Author Love_is_Pain Posted March 6, 2011 Author Posted March 6, 2011 This has kind of been a delayed letting go process. I tried letting go back in November, where I told him vaguely " look, I have very strong feelings towards you and the only way I can move on is if I have you out of my life" That is pretty much what was said. His response was that he cared for me & wanted me to be happy and he respected any decision I had to make. He said he will always be there for me and that he would miss me but he let me walk away. Well 10 days later with No Contact I was dying and messaged him. We briefly touched the no contact by him telling me he asked his sister for advice & that he wanted to see me again. Well I saw him & things went right back like noting happened maybe even a little bit better. At one point he accidently said Love You, which I brushed off & I felt (which I was wrong) that our connection was getting stronger since leaving. I felt he was scared to lose me again. Then 3 months later with the same contact,maybe a little more, Valentines rolls around & he still mentions to me jokingly that he didn't want women bc they're drama. That he's content. So I realized what I had to do. I ignored his texts, until he asked me if he should stop texting & my response was that I needed distance to move on. His response was that he understood & that he wanted to help me out so he deleted me off FB bc he knew it would be easier for me to move on that way & that when I felt better I knew how to contact him. I never replied back to that & left it for what it was. I know I told him I had strong feelings towards him back in november & I'm sure if he realizes my feelings since this has been hard for me to do but I have never came out and said - Look, I'm in love with you. Not sure how wise that would be to say.
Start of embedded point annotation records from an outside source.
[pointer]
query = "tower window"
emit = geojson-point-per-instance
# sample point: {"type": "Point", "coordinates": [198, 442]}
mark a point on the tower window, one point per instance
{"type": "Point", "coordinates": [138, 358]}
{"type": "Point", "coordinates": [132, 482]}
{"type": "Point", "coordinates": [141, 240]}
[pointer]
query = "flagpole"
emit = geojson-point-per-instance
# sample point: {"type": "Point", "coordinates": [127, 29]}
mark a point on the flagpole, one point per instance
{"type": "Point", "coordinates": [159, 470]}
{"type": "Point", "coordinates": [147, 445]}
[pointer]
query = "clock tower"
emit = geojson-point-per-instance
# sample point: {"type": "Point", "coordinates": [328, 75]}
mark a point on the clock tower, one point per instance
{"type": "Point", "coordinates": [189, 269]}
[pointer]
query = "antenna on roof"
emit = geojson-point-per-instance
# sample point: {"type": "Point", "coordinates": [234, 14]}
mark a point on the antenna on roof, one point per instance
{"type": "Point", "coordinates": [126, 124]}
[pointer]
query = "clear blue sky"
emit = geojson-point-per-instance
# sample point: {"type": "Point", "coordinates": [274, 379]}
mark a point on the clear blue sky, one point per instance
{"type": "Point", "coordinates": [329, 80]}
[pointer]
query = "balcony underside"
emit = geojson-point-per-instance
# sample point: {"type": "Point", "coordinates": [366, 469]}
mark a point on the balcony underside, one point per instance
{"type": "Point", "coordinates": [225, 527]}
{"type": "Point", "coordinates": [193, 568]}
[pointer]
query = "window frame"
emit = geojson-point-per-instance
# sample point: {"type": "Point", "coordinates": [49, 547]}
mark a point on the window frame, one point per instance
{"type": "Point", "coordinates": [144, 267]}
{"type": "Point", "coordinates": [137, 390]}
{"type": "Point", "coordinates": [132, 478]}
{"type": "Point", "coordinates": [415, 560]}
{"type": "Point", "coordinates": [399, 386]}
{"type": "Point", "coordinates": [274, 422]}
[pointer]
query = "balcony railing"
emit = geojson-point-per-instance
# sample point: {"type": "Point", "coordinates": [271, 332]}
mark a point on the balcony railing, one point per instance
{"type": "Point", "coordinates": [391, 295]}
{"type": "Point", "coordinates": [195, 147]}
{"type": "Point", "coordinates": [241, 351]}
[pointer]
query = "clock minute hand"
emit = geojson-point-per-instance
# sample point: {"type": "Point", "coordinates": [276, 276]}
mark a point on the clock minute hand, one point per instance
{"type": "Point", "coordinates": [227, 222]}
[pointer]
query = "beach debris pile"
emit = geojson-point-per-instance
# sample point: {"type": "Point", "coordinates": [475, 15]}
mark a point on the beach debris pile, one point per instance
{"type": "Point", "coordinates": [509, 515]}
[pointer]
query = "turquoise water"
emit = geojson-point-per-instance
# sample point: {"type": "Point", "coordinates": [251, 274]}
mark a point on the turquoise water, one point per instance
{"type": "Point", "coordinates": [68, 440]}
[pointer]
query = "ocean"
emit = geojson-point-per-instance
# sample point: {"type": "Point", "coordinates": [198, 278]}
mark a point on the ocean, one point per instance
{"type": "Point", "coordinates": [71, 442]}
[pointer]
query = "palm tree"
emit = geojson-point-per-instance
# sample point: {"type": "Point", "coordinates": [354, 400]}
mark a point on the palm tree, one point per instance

spackle Posted March 6, 2011 Posted March 6, 2011 what a pickle. I mean it sounds like he has some feeling for you but some guys are a bit dumb (sorry guys) and will take you at your word. You tell them to get lost and they do. I had it with my fwb, I lost my temper told him to never contact me again. When I broke NC 2/3 months later suggesting we meet/talk one of the first things he said was I thought you didn't want anything to do with me. So we confuse them as much as they confuse us. I touched on this with a guy friend at the weekend, he agreed with me that most guys conflict avoid so if a woman starts getting all emotional or shouty they shut down, back off and hope to god she calms down. Women on the other hand take that silence as men not caring and not fighting for something they care about (us) and that winds us up even more. Maybe he is doing what you want and have told him to do but it's not what he wants? Have you said you had to back off because you felt you wanted more than fwb and you didn't think he did?